FUKREY is about four youngsters and their tryst to make it big in life. Choocha [Varun Sharma] gets dreams, which Hunny [Pulkit Samrat] construes and decodes into a lottery ticket number. With the motive of acquiring the examination papers in advance, the duo decides to invest more money and reap benefits. Meanwhile, Lali [Manjot Singh] and Zafar [Ali Fazal] too need to fulfill their individual desires and aspirations and join hands with Hunny and Choocha.
However, things go topsy-turvy when they pick up a loan from Bholi Punjaban [Richa Chadda], a female gangster…

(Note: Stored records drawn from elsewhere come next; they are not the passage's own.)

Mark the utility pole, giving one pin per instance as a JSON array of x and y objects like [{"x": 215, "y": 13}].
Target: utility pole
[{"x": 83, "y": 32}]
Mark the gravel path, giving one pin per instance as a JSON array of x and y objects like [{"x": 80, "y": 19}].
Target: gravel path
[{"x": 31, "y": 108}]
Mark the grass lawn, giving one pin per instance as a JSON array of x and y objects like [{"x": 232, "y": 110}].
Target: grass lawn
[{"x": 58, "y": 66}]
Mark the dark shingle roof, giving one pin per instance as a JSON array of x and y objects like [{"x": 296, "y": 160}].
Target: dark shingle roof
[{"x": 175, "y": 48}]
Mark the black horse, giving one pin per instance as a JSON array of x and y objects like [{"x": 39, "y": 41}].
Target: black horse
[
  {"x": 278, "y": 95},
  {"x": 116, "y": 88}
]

Post KHOSLA KA GHOSLA!, OYE LUCKY! LUCKY OYE!, DO DOONI CHAAR, DELHI BELLY, BAND BAAJA BAARAAT and VICKY DONOR, there is a barrage of films set in North India. But the similarity ends there. Like I pointed out at the outset, FUKREY is more about the Gen X who are keen to make it big via shortcuts and how they get entangled in a tight spot. The writers borrow from slice of life situations and throw the four characters in circumstances that may seem serious, but the spectator remains thoroughly amused by the goings-on. Additionally, the film stays true to Delhi’s colloquialism, but the lines and speech are such that the film caters to a universal audience. Also, the humor is subtle and understated and not in your face tomfoolery and clowning.

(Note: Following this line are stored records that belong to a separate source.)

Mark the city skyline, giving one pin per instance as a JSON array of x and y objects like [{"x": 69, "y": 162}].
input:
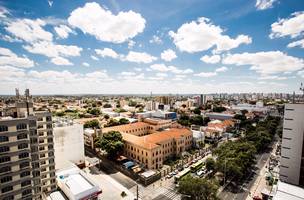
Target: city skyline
[{"x": 128, "y": 47}]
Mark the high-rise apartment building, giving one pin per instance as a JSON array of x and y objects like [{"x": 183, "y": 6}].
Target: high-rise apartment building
[
  {"x": 292, "y": 150},
  {"x": 27, "y": 167}
]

The best thing about FUKREY is its casting and by zeroing on relative newcomers for the principal leads, the makers steer clear of the baggage of image that reputable actors, generally, cart on their shoulders. Besides, FUKREY comes across as a renaissance for Mrighdeep, who faltered in his directorial debut TEEN THAY BHAI. This time, the screenplay moves fast and furiously, the escapades are wild and wacky and the pacing is just right. In fact, the writing is the biggest strength of the enterprise. Dialogue are witty and mirthful.
The sole problem with FUKREY is that the narrative appears lengthened towards the concluding stages. A crisper culmination would’ve only facilitated in creating a stronger impact. As a matter of fact, the entire episode of raising the finance, right up to the guys settling the score with the female gangster, could’ve been swifter and even more compelling.
Ram Sampat’s soundtrack is in sync with the mood of the film. ‘Fuk Fuk Fukrey’, ‘Jugaad Karle’ and ‘Ambarsariya’ are notable compositions. The DoP captures the environs of old Delhi charmingly. Dialogue are amusing and augment the fun quotient.
It would be unfair to state that FUKREY belongs to any one actor. Pulkit, Manjot, Ali and Varun, each of them gets ample scope to shine in their respective parts. Pulkit is confidence personified. He has the potential to make it big. Manjot is getting better with every film. He’s top notch. Ali, last seen in ALWAYS KABHI KABHI, is earnest to the core. First-rate. Varun springs the biggest surprise. He contributes enormously to the laugh-out-loud moments. Richa Chadda is in terrific form and from her introduction itself, the graph of the film steers Northwards. Vishakha Singh is in super form. Priya Anand is wonderful and the scenes with Pulkit win you over. Pankaj Tripathi is, as always, fantastic.
On the whole, FUKREY is a twisted and delectably uproarious take on the shortcuts the youth of today indulge in. Watch it for the sheer novelty and uniqueness it lays on display. Recommended!